Idées suicidaires, humiliation, antidépresseurs : cette enquête montre à quel point les étudiants en médecine vont mal
“La santé mentale des futurs médecins est en danger !”, alertent plusieurs associations représentatives et syndicats d’étudiants en médecine, qui dévoilent, ce mercredi 27 octobre, une grande enquête sur le sujet. Alors que près de 40% des carabins présentent des symptômes de dépression au cours de leurs études, l’Anemf, l’Isnar-IMG et l’Isni ont voulu sonder les futurs médecins sur l’état de leur santé mentale, cherchant à comprendre quels en étaient les facteurs aggravants et quel est l’impact des maltraitances dont ils peuvent être victimes lors des stages. Idées suicidaires, troubles psychopathologiques, sentiment d’humiliation, harcèlement… Le constat est sans appel pour les auteurs de l’enquête. État des lieux.
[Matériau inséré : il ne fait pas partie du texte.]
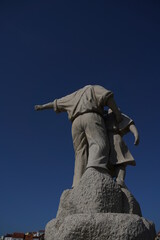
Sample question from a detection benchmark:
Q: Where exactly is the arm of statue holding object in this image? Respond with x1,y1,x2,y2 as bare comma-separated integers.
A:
107,96,122,123
34,102,53,111
129,124,139,146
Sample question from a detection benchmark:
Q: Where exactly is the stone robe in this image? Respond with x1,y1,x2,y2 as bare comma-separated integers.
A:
105,112,136,168
53,85,113,186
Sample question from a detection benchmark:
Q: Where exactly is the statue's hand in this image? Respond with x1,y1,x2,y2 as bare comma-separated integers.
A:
34,105,42,111
134,135,139,146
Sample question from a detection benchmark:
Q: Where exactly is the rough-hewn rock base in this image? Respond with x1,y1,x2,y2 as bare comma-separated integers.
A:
45,168,155,240
45,213,155,240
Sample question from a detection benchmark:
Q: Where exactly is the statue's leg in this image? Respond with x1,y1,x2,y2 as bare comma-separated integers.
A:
116,164,126,188
83,113,109,170
72,116,88,187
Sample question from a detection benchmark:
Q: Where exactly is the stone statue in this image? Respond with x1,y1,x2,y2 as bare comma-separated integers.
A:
35,85,122,187
104,109,139,188
35,85,155,240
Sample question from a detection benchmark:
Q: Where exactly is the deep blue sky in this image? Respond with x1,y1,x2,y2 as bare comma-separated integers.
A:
0,0,160,235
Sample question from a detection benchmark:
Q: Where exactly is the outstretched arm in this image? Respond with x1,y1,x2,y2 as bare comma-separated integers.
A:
34,102,53,111
129,123,139,145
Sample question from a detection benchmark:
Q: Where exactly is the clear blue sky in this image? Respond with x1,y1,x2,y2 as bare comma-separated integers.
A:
0,0,160,235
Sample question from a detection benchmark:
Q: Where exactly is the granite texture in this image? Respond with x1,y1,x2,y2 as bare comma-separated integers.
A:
45,168,155,240
45,213,155,240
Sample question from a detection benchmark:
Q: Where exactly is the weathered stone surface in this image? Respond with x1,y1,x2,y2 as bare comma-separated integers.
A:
45,168,155,240
121,188,142,217
45,213,155,240
57,168,122,218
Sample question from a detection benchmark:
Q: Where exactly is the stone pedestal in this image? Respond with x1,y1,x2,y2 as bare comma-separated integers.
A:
45,168,155,240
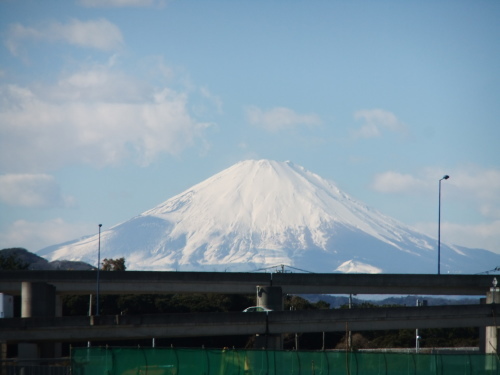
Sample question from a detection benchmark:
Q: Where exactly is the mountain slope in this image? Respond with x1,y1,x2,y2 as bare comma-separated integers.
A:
38,160,500,273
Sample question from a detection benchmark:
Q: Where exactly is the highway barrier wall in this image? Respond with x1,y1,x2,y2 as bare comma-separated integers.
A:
71,347,500,375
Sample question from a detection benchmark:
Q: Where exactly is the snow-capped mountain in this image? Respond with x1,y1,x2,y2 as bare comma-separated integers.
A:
37,160,500,273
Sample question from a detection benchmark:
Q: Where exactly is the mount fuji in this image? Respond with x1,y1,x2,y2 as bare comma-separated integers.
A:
37,160,500,274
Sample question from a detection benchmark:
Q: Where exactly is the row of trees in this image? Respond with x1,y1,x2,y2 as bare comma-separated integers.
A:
0,255,479,350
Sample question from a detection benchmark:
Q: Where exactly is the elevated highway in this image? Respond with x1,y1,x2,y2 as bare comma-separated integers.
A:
0,271,493,296
0,304,500,343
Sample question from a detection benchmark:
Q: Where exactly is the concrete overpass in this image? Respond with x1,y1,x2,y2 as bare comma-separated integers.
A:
0,271,493,296
0,304,500,343
0,271,500,351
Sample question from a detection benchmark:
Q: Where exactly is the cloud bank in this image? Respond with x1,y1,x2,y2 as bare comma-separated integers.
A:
0,67,208,173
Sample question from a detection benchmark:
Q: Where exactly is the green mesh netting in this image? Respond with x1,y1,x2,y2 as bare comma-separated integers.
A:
71,348,500,375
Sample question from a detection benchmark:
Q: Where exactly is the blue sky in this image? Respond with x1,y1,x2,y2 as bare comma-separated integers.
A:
0,0,500,258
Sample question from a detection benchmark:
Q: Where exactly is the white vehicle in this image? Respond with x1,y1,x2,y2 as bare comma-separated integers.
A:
243,306,273,312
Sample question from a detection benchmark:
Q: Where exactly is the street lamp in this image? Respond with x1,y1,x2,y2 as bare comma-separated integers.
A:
438,174,450,275
95,224,102,316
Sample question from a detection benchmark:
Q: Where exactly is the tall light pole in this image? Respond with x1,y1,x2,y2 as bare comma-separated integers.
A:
438,174,450,275
95,224,102,316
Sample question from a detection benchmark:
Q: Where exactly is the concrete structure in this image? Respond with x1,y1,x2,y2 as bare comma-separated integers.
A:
254,285,283,350
0,271,500,356
0,304,500,343
0,271,492,296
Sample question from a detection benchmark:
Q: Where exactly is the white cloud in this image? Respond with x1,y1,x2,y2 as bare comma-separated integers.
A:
246,107,321,132
413,220,500,256
79,0,165,8
371,171,426,193
370,165,500,219
353,109,407,138
0,67,213,172
5,19,123,56
0,174,73,208
0,219,95,251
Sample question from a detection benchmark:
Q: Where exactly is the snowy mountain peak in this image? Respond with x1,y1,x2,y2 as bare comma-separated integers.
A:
39,160,499,273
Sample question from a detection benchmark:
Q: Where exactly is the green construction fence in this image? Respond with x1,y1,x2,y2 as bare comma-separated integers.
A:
71,347,500,375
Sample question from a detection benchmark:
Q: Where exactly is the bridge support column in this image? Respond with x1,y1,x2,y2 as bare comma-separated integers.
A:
255,285,283,350
484,286,500,354
18,282,58,364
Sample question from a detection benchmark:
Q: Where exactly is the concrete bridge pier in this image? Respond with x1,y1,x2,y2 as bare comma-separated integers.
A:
481,288,500,354
254,285,283,350
18,282,58,364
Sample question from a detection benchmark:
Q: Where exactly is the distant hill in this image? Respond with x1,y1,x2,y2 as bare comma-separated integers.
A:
301,294,479,308
0,247,95,271
37,160,500,274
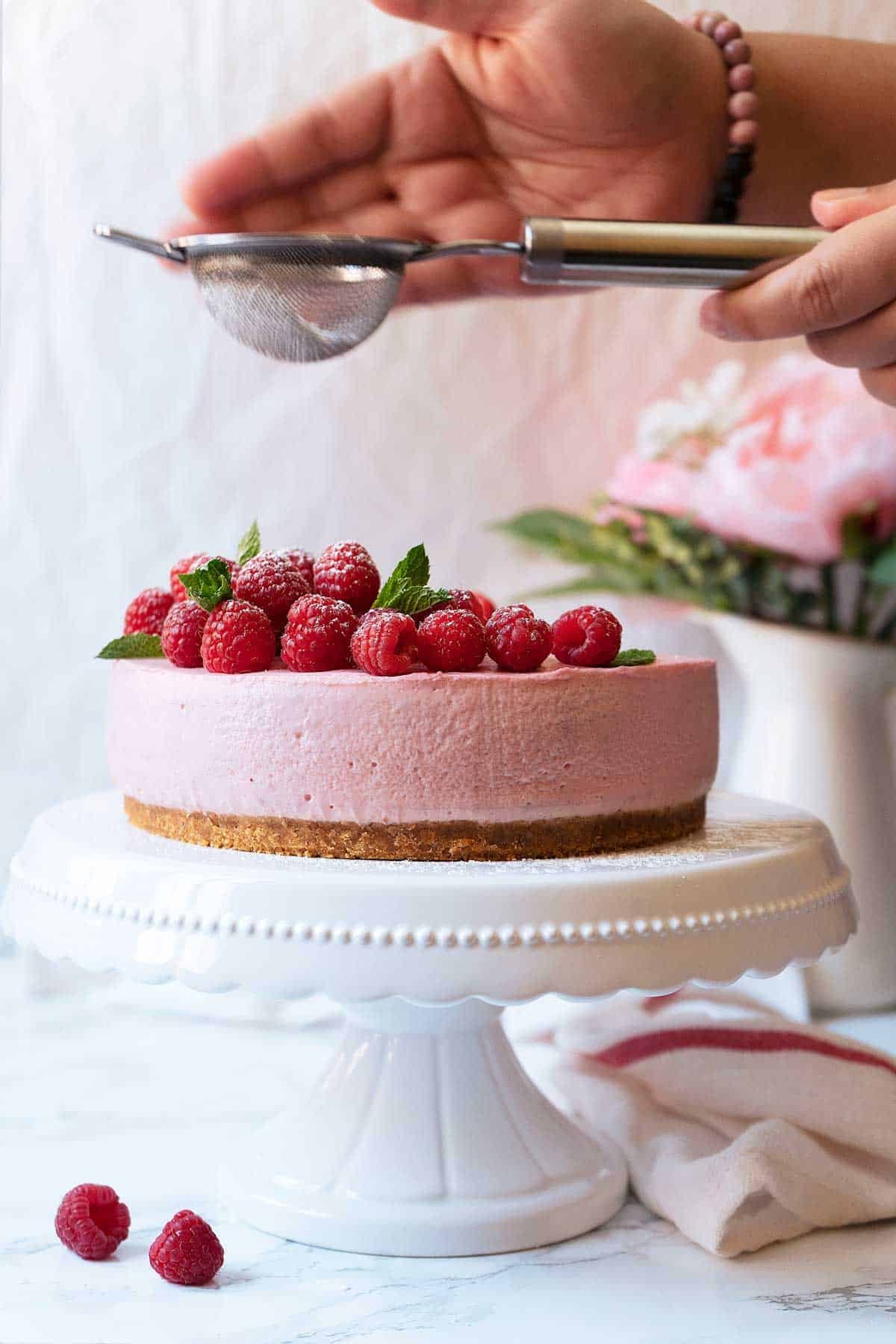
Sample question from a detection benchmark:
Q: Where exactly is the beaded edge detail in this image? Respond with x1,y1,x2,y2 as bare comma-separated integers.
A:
10,859,849,951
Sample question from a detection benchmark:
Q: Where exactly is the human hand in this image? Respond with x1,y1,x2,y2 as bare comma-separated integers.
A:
700,181,896,406
178,0,727,302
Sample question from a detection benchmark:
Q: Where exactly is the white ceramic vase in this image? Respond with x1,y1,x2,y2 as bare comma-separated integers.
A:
700,615,896,1012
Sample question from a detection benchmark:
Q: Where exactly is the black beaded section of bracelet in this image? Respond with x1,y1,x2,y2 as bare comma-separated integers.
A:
706,145,756,225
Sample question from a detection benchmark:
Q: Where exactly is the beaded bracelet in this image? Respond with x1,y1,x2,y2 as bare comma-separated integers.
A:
682,10,759,225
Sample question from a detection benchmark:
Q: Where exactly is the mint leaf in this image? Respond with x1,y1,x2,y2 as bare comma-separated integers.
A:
97,635,165,659
373,543,451,615
237,517,262,564
610,649,657,668
373,541,430,612
388,583,451,615
177,558,234,612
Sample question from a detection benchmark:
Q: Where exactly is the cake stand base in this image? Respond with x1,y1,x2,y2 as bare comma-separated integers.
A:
222,998,626,1255
4,794,856,1255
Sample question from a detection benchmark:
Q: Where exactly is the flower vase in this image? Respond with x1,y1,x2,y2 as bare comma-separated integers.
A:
700,613,896,1012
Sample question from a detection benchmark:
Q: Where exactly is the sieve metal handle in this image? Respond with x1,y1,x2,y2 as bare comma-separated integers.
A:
523,217,827,289
93,225,187,265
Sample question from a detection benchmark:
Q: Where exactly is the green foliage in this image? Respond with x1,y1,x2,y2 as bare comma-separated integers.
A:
177,558,234,612
373,541,451,615
494,499,896,640
237,517,262,566
97,635,165,659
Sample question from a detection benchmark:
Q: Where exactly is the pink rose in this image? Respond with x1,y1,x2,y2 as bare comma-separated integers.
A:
607,355,896,564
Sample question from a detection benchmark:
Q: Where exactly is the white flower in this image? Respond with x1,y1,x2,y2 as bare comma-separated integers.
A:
635,359,746,467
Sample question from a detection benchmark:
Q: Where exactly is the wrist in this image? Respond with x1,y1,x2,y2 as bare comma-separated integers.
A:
681,28,729,223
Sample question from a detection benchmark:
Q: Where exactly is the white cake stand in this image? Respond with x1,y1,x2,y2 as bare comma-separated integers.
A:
5,793,856,1255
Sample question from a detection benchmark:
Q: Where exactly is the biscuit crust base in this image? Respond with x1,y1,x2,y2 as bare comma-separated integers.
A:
125,794,706,863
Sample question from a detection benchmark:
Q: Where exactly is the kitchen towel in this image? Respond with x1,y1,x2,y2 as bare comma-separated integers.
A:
542,988,896,1257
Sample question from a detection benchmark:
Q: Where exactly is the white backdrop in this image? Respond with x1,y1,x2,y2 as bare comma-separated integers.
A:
0,0,896,859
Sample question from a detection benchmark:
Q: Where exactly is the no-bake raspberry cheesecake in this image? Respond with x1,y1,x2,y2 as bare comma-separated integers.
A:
104,526,718,860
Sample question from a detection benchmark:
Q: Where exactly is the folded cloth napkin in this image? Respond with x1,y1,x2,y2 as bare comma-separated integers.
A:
542,989,896,1255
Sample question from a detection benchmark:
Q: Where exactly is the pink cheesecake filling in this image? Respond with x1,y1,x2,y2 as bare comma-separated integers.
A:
106,659,719,824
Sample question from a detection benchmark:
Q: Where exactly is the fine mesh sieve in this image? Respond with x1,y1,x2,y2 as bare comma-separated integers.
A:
94,218,825,364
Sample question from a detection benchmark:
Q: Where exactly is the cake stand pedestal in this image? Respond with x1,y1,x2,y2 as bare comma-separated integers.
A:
5,793,856,1255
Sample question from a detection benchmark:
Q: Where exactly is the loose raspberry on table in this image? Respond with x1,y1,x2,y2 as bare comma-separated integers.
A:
471,590,496,625
279,593,358,672
161,602,208,668
124,588,175,635
553,606,622,668
314,541,380,615
149,1208,224,1287
231,551,311,635
352,610,417,676
417,606,485,672
168,551,239,602
55,1183,131,1260
485,602,553,672
202,597,277,672
274,547,314,593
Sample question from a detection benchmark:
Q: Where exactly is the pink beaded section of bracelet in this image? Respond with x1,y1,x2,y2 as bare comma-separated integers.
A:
681,10,759,225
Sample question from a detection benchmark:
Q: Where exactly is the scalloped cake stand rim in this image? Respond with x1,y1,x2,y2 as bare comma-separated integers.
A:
4,793,856,1255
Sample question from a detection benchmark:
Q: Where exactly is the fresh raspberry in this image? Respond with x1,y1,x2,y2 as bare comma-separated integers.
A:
352,610,417,676
473,591,496,625
274,547,314,593
231,551,311,635
161,602,208,668
149,1208,224,1287
168,551,208,602
485,603,552,672
57,1184,131,1260
417,606,485,672
314,541,380,615
168,551,239,602
279,593,358,672
125,588,175,635
202,597,277,672
553,606,622,668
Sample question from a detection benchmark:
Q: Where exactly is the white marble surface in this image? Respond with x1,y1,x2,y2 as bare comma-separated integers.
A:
0,959,896,1344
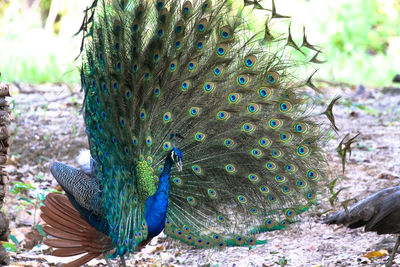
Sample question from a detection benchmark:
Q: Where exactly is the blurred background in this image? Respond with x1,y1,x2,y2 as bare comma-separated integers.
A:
0,0,400,86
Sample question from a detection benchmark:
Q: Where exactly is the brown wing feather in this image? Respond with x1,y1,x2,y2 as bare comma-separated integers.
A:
40,193,113,267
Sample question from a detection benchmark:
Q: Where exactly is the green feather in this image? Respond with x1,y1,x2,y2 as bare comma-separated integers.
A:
82,0,332,250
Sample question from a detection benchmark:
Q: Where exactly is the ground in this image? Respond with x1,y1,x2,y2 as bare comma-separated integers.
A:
3,84,400,266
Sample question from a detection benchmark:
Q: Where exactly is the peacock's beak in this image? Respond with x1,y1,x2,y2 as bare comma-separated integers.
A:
176,160,183,172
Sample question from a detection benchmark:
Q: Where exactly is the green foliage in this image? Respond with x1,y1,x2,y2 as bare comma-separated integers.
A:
311,0,400,86
0,0,80,84
10,182,36,195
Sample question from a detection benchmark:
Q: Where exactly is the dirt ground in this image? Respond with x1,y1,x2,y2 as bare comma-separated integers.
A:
3,82,400,266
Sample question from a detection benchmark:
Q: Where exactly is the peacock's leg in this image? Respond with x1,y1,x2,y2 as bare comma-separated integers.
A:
386,235,400,267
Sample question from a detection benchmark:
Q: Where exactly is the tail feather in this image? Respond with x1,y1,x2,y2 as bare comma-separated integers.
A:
41,193,113,267
52,247,92,257
64,253,99,267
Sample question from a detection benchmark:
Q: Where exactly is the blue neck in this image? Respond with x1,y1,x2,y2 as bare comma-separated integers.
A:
145,158,172,238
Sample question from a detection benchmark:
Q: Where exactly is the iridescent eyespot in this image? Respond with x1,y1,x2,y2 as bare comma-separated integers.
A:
175,39,182,49
297,146,310,156
139,109,146,120
157,0,164,9
182,1,193,16
113,82,118,89
248,173,259,183
228,93,241,104
247,103,260,114
157,28,164,38
197,18,207,32
242,122,256,133
194,132,206,142
279,133,293,142
307,170,318,181
102,83,107,92
153,87,160,97
132,20,139,32
266,72,279,85
189,107,200,117
264,218,275,229
182,225,190,234
258,137,272,148
225,164,236,173
285,209,296,219
207,188,217,199
250,207,258,215
297,180,307,188
197,40,204,50
220,26,232,40
294,122,308,133
215,44,227,57
163,112,172,123
163,142,172,151
186,196,196,206
279,101,292,113
236,195,247,204
306,192,315,201
217,111,230,120
213,66,223,77
251,149,263,158
202,0,211,10
188,60,196,71
203,82,215,93
265,161,276,171
281,186,290,194
132,136,138,145
237,75,249,86
246,237,256,246
268,119,282,129
285,164,297,172
146,136,152,146
175,20,184,34
169,60,177,71
224,138,235,148
275,174,286,183
244,55,257,69
268,195,276,203
181,80,191,92
172,177,182,186
192,164,201,174
259,185,269,195
235,236,244,246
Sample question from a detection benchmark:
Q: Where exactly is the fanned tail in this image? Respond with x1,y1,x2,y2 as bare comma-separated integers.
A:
40,193,113,267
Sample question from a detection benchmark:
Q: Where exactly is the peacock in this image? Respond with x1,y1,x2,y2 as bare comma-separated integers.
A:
41,0,331,266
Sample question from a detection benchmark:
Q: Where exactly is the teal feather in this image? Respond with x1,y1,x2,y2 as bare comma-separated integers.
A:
40,0,332,266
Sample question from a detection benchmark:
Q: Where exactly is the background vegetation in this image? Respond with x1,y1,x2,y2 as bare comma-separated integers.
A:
0,0,400,86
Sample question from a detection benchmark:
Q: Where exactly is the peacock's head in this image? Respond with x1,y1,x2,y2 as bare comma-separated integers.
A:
169,146,183,171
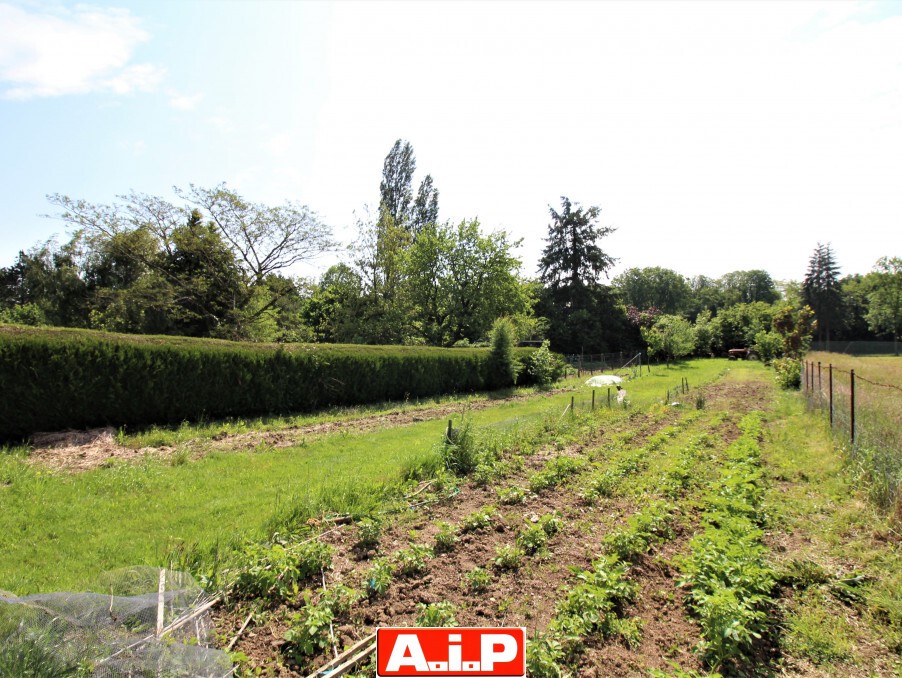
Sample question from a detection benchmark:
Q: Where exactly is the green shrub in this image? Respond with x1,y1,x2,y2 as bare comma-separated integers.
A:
364,558,393,598
0,326,532,439
486,318,520,388
416,600,457,628
461,567,492,593
771,358,802,390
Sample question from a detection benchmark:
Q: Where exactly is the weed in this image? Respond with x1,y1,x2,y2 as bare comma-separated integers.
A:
460,506,495,533
416,600,457,628
395,544,432,577
231,540,333,603
492,546,523,570
495,485,526,505
517,524,548,556
365,558,393,597
357,518,382,551
435,523,459,553
282,594,335,663
461,567,492,593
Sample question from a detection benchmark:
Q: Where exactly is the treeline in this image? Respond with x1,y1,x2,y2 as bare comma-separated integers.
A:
0,140,902,355
0,327,548,440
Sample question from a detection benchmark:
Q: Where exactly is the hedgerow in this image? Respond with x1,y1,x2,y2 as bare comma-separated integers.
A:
0,326,530,439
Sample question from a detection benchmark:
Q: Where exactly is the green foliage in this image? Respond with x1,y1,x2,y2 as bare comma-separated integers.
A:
364,558,393,598
460,506,495,533
492,546,523,570
442,420,483,476
495,486,526,504
771,358,802,390
681,414,774,667
517,524,548,556
357,518,382,551
0,327,536,438
486,318,520,388
526,339,567,388
416,600,457,628
640,315,695,360
752,331,784,362
231,539,333,603
529,456,586,493
395,544,432,577
435,523,459,553
461,567,492,593
282,596,335,663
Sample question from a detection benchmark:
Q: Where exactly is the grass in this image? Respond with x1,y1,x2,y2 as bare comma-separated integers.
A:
806,353,902,520
764,393,902,675
0,360,726,593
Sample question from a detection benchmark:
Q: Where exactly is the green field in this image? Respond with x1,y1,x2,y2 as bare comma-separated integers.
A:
0,360,726,593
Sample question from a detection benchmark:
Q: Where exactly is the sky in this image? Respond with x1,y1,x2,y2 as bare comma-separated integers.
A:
0,0,902,280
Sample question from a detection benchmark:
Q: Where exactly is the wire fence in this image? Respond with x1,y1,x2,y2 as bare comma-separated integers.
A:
802,360,902,511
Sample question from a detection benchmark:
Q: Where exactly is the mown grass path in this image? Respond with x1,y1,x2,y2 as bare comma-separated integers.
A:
0,360,725,594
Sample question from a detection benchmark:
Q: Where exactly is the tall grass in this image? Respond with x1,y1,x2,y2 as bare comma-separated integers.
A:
806,352,902,519
0,360,732,593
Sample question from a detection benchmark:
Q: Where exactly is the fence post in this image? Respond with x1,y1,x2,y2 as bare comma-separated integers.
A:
827,363,833,429
817,360,824,407
849,370,855,447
Dépression, burn out, anxiété, épuisement, stress, violence… Ces mots sont depuis longtemps communément associés aux études de médecine. Malgré bon nombre d’alertes, de rapports, le constat reste le même au fil des ans : la santé mentale des carabins est en danger.
En 2017, quatre organisations représentatives d’étudiants en médecine, l’Anemf*, l’Isnar-IMG*, l’Isni* et l’INSCCA (aujourd’hui Jeunes Médecins, ndlr), ont déployé une vaste enquête afin de dresser un état des lieux précis de l’état de la santé mentale des étudiants d’alors. Sans surprise, le constat était alarmant : 66.2% des jeunes et futurs médecins présentaient des symptômes anxieux, 27.7% présentaient des symptômes dépressifs et 23.7% affirmaient avoir des idées suicidaires. Un constat qui, malgré tout, n’avait donné lieu à aucune réponse de la part des ministères de l’Enseignement supérieur et de la Santé, qui ont néanmoins commandé, en 2019, un nouveau rapport sur le même sujet au Dr Donata Marra. Fruit d’une “longue mise en évidence” pour les syndicats, il n’avait pourtant pas fait ciller les ministères, qui s’étaient contentés de promesses d’engagement, sans réels actes. Celles concernant le respect du temps de travail, notamment.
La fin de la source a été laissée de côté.